Ce spécimen spectaculaire est, en fait, le fossile de crabe le plus complet jamais découvert. L’ancien crabe, que les scientifiques ont baptisé Cretapsara athanata, provient du nord de la Birmanie. Des chercheurs du Musée de l’ambre de Longyin, en Chine, ont acheté le fossile à des mineurs locaux en 2015 et il est resté dans la collection du musée quelque peu en retrait jusqu’à ce que Luque en entende parler.
Ce dernier étant l’une des plus grandes autorités mondiales en matière d’évolution des crabes, il a naturellement été invité à participer à une coopération internationale réunissant des chercheurs de Chine, du Canada et des États-Unis.
Lorsque Luque a posé les yeux sur le fossile d’ambre, l’une de ses premières pensées fut de se demander ce que pouvait bien faire un crabe coincé dans de la résine d’arbre fossilisée.
(Javier Luque et Lida Xing/ Science Advances)
Grâce à des microtomographie aux rayons X, Lida Xing de l’Université de Chine et ses collègues ont reconstitué un modèle 3D de l’ancien crabe, permettant aux chercheurs d’étudier le spécimen dans ses moindres détails, y compris les fins poils qui tapissaient son corps.
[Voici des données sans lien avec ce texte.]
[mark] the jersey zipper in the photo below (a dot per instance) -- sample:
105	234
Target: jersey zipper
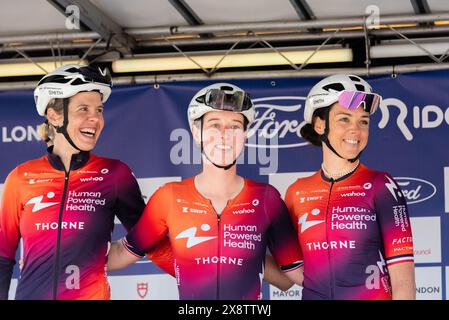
219	256
331	270
58	239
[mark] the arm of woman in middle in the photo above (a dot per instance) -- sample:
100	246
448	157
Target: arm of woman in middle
274	275
147	233
283	243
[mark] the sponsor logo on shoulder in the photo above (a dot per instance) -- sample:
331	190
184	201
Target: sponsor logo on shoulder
416	190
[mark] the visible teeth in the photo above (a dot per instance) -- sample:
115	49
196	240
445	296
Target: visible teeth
88	131
223	147
351	141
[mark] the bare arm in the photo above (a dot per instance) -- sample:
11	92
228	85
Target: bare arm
119	257
402	277
281	280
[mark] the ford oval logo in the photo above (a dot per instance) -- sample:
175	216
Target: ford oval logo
416	190
278	123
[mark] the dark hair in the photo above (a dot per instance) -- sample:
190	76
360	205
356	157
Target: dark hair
308	131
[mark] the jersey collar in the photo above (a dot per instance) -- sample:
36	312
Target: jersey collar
78	160
325	178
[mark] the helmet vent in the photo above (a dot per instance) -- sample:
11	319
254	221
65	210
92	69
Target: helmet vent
334	86
354	78
226	88
72	70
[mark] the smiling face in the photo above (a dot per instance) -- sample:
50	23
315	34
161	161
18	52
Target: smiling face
223	136
348	130
85	113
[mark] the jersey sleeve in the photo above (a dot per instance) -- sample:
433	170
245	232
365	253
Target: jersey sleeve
129	201
394	222
281	234
162	256
152	225
9	231
289	202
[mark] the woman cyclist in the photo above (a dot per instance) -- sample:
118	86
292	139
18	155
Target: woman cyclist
351	221
219	224
63	204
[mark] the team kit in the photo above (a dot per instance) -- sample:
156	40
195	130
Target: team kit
342	233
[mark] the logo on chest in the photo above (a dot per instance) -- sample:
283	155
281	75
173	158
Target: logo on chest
39	202
306	222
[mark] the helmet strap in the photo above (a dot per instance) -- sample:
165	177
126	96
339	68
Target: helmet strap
324	138
227	167
63	129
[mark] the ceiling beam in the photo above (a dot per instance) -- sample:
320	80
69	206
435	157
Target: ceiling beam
187	13
302	9
98	21
420	6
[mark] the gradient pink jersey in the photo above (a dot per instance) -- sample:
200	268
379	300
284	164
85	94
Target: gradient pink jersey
350	230
65	221
218	257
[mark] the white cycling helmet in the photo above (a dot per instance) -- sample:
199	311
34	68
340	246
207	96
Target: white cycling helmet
220	97
68	80
328	91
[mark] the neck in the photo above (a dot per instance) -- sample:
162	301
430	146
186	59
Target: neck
213	180
335	167
64	151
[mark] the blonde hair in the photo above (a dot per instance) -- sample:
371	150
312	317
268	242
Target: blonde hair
47	131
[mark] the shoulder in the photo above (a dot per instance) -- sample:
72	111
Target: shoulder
262	187
305	182
109	165
31	166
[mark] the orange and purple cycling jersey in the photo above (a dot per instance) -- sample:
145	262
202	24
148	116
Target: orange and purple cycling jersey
65	221
350	231
218	256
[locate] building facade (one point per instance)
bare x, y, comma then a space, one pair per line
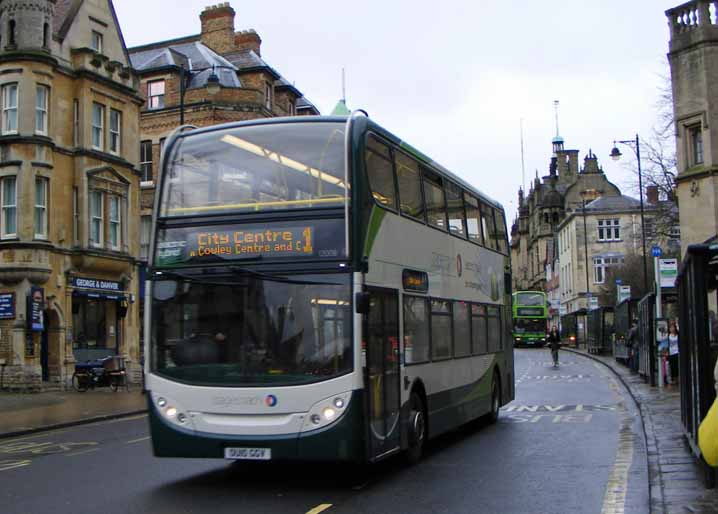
593, 239
693, 58
547, 204
69, 187
216, 76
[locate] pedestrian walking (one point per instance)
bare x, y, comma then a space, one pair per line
673, 351
554, 342
632, 344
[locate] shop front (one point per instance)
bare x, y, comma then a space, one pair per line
99, 308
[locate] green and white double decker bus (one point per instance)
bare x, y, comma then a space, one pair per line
319, 290
530, 312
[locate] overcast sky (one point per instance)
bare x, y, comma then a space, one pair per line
455, 77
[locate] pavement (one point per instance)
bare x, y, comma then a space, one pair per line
676, 479
27, 413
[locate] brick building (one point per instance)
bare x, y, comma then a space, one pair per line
216, 76
68, 184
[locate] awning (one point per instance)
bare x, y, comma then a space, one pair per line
89, 293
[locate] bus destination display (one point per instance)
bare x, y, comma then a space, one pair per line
239, 242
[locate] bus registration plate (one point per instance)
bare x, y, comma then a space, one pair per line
248, 453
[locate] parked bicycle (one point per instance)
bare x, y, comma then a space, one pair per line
108, 372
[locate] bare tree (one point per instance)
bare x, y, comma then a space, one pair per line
659, 165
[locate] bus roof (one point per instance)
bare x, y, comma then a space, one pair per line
371, 124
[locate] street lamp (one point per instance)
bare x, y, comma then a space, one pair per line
591, 194
616, 155
213, 85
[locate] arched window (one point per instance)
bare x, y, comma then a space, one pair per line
11, 33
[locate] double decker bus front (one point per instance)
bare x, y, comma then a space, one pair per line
249, 300
530, 315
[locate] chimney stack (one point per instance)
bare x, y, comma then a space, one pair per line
652, 195
218, 27
248, 40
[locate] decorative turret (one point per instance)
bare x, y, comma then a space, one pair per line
26, 24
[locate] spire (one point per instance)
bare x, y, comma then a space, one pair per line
341, 108
557, 141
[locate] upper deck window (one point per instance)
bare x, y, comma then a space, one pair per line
256, 168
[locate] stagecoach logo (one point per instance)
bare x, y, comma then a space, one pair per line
236, 401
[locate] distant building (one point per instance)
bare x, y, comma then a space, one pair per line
69, 187
612, 231
541, 211
216, 76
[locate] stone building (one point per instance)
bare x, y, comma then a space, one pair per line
609, 229
693, 58
548, 202
216, 76
69, 187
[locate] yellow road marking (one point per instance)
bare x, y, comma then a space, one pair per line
6, 465
24, 438
82, 452
138, 440
319, 508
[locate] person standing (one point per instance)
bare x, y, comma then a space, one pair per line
673, 350
554, 342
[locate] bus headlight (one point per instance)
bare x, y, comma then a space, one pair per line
327, 411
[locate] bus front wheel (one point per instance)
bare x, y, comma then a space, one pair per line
417, 428
493, 416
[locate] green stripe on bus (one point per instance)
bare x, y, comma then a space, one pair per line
375, 220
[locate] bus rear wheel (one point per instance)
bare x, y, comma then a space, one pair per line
417, 429
493, 416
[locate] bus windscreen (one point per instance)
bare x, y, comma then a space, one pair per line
255, 168
531, 299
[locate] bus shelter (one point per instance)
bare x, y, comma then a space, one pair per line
647, 353
697, 285
625, 313
600, 330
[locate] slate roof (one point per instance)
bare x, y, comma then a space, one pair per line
304, 104
613, 203
194, 56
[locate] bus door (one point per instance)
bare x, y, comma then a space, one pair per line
381, 330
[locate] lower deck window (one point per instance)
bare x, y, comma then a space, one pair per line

D’après ces scans, le spécimen vieux de 100 millions d’années ressemblait beaucoup aux crabes modernes qui se promènent aujourd’hui sur les côtes du monde entier. À en juger par sa taille minuscule, qui ne mesure que 5 millimètres de diamètre, il s’agissait probablement d’un bébé crabe. Bien que les plus anciens fossiles de crabes remontent au Jurassique, il y a plus de 200 millions d’années, les fossiles de crabes découverts précédemment étaient incomplets, essentiellement constitués de fragments de pinces.
Un modèle en 3D du crabe fossilisé. ((Javier Luque et Lida Xing/ Science Advances)
Le nouveau spécimen est également antérieur de 25 à 50 millions d’années aux précédents fossiles de crabes et correspond parfaitement aux reconstitutions moléculaires de l’arbre de vie des crabes. Ces analyses de l’ADN moléculaire prévoient que les crabes non marins se sont séparés de leurs ancêtres marins il y a plus de 125 millions d’années. Ainsi, cet étonnant crabe du Crétacé comble le fossé entre les prédictions théoriques et les archives fossiles réelles.
Dans leur étude (lien plus bas), les auteurs notent que le fossile de l’ambre montre que les crabes sont passés de la mer à la terre beaucoup plus tôt qu’on ne le pensait, à l’époque des dinosaures plutôt qu’à celle des mammifères.
Mais il n’est pas certain que le Cretapsara athanata aimait la terre, à en juger par ses poumons incomplets qui n’étaient pas adaptés à une vie entièrement terrestre. Les scientifiques pensent plutôt que l’ancien crabe prospérait probablement en eau douce ou peut-être en eau saumâtre. Parmi les habitats préférés du crabe, il est possible qu’il y ait eu des flaques d’eau sur le sol des forêts, ce qui explique comment ce spécimen en particulier a pu trouver la mort.
Selon Luque :
Les crabes sont présents partout dans le monde, ils font de bons animaux d’aquarium, ils sont délicieux pour ceux d’entre nous qui les mangent, et ils sont célébrés dans des parades et des festivals, et ils ont même leur propre constellation. Les crabes, en général, sont fascinants, et certains ont une apparence tellement bizarre, depuis les minuscules crabes en forme de pois jusqu’aux énormes crabes à noix de coco. La diversité des formes des crabes captive l’imagination du public scientifique et non scientifique, et les gens sont actuellement très enthousiastes à l’idée d’en apprendre davantage sur un groupe aussi fascinant qui n’est pas un dinosaure. C’est un grand moment pour les crabes.
L’étude publiée dans Science Advances : Crab in amber reveals an early colonization of nonmarine environments during the Cretaceous et présentée sur le site de l’Université Harvard : Bad for 100-million-year-old crab, but good for scientists.